Going back 11 years I was a size 24. I weighed 17 and a half stones. My body confidence levels were at an all-time low and I was a serial comfort eater. I remember the day that I decided that I was going to join a gym. I was greeted by a tall slim lady who although very lovely, didn’t realise how unfit I was. We filled out all the relevant forms and headed on to the gym floor for my induction. Where this might certainly not have been the case, I felt that everybody was staring and laughing at me. I felt ashamed and embarrassed that had let myself become so big. The trainer began in a bubbly voice: ‘Right then Charlie, we’re going to start with the treadmill.’
My mouth went dry, my legs felt like jelly and I got on to the dreaded machine. The trainer pressed start and quickly increased the speed not realising that walking was about all I was capable of. I didn’t want to embarrass myself by telling her that I couldn’t go anything faster than a slow walk so I carried on. After two minutes I was gasping for air, after three minutes I thought I was going to collapse and after four minutes when she said ‘Right now Charlie, we going to start the workout’. I quickly hit the emergency stop button and held back my tears as I’d convinced myself that I was about to have a heart attack.
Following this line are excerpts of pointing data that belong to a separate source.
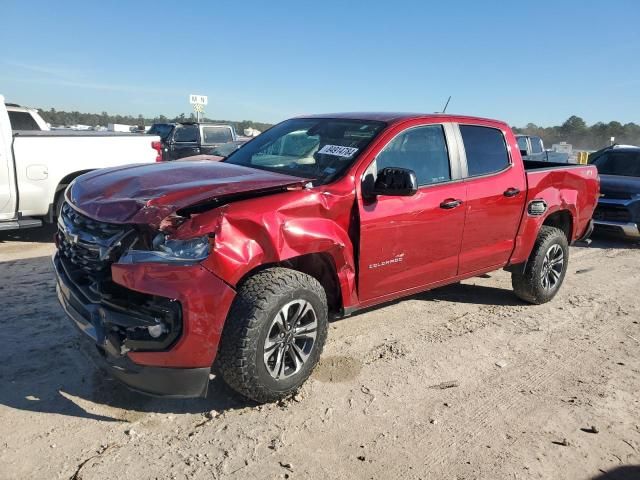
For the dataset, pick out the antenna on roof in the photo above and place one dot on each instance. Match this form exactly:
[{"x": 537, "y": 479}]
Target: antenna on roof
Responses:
[{"x": 446, "y": 104}]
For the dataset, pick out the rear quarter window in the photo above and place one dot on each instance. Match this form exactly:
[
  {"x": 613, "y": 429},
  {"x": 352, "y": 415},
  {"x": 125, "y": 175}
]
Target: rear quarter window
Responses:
[
  {"x": 22, "y": 121},
  {"x": 187, "y": 133},
  {"x": 485, "y": 148}
]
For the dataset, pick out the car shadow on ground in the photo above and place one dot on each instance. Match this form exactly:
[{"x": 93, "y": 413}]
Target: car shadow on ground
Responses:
[
  {"x": 627, "y": 472},
  {"x": 42, "y": 234},
  {"x": 608, "y": 241}
]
That was my very short lived gym experience. I quickly left never to return to that gym and went home to eat what I remember was a gigantic meat feast pizza in an attempt to myself feel better. It wasn’t until a couple years later when my size was becoming a serious health issue that I decided to try and find a Personal Trainer. I did manage to lose a stone in those two years however there was a long way to go and I felt that I didn’t know what to do or how to get to my end goal of being a size 12. The search for a PT was on.